Family Guy had a somewhat meandering plot, but I tend not to care so much about that as long as they keep the jokes coming, which they did. What made me laugh the most was Stewie trying to watch Mr. Belvedere when people were talking, but I also liked Adam West's fight with the Noid, Kermit the Frog as Deep Throat, and Chris lecturing his parents on marijuana. And while I totally saw the Scarecrow and Mrs. King gag coming, it was still hilarious. Definitely a reference-heavy episode, but that's often what FG does best.

Also last night, [livejournal.com profile] bethje and I watched Ginger Snaps Back: The Beginning. It was kind of an odd concept, because it had the same actresses from the first two movies playing characters with the same names, the same relationship (i.e., sisters), and similar personalities to the characters in the first two films, yet they were living in the early nineteenth century.
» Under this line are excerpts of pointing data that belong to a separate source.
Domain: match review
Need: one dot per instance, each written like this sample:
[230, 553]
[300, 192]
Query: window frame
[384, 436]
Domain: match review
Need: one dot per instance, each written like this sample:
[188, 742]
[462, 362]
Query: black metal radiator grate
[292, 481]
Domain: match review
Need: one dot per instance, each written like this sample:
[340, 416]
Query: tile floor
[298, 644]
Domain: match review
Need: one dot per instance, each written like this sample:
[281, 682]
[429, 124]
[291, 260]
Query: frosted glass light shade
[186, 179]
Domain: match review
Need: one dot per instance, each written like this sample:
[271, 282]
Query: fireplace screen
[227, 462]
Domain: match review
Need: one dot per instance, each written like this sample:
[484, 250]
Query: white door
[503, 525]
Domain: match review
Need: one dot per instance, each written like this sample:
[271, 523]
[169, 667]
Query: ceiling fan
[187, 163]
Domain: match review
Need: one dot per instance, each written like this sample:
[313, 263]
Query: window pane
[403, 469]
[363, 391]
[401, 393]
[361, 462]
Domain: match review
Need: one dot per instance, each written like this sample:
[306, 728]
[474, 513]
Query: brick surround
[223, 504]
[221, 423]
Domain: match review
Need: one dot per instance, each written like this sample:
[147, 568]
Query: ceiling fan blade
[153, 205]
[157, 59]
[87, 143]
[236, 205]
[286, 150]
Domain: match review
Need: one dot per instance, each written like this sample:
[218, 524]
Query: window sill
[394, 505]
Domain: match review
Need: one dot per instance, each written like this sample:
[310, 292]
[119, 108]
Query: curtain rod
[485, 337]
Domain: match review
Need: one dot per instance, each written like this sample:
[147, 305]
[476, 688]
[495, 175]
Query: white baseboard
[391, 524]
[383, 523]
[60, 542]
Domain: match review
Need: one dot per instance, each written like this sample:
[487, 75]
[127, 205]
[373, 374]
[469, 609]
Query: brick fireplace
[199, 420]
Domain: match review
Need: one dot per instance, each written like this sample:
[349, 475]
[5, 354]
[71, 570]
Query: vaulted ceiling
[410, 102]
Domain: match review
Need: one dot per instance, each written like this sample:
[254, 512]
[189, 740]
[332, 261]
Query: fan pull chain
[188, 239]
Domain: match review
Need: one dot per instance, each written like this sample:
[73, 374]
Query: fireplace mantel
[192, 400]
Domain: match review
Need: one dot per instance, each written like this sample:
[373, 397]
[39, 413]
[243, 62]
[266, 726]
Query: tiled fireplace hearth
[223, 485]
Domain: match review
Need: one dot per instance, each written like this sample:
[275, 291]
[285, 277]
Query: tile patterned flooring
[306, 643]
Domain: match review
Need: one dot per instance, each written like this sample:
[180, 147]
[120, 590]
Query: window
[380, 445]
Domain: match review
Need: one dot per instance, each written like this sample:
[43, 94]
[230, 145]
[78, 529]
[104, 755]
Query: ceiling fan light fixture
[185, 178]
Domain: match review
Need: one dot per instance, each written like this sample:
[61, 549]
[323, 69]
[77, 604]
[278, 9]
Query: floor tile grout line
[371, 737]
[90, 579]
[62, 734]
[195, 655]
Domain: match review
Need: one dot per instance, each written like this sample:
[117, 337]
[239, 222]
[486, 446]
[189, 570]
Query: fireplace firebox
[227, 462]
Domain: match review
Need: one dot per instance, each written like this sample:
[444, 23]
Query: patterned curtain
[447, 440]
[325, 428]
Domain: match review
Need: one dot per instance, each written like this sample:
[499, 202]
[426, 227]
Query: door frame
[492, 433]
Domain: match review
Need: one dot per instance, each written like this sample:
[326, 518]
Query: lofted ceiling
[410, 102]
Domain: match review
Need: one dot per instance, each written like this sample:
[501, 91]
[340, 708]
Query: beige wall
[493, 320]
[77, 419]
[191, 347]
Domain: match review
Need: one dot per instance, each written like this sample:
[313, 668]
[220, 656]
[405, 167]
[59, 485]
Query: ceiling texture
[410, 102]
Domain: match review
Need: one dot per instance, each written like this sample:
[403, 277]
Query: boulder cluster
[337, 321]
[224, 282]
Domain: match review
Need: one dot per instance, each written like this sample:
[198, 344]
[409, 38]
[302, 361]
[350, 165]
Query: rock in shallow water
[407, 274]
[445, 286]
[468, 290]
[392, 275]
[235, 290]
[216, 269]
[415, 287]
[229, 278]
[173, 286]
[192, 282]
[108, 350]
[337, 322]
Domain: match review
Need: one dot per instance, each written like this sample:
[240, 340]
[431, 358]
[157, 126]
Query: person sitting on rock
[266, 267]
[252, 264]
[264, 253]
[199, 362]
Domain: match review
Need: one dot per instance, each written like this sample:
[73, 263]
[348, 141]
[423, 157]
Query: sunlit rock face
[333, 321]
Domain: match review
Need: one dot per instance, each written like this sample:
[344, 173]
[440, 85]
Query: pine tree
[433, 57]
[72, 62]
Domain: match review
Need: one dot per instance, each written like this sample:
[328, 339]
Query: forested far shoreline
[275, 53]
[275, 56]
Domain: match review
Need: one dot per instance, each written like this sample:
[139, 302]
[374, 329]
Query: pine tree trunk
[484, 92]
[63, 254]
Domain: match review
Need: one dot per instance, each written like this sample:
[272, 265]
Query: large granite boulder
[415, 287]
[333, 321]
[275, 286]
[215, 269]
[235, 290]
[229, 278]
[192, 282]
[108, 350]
I guess it's kind of like how there are a bunch of different Links and Zeldas in the Zelda games. The characters' speech patterns struck me as possibly being too modern, but I really don't know for sure how people talked in nineteenth-century Canada.

It seems like my recent posts haven't been getting very many comments. Yeah, I know I probably haven't been commenting on YOUR posts, either, but I'm trying to catch up.

Date: 2006-04-10 06:34 pm (UTC)
From: [identity profile] bec-87rb.livejournal.com
Well, clearly time to start making stuff up, a little subplot in your life, totally made up, though.

Start with teasers ".. oh and noticed that someone was following me all day! I know that's silly, but I saw the same elderly couple in three different places where I was .....so, anyway..."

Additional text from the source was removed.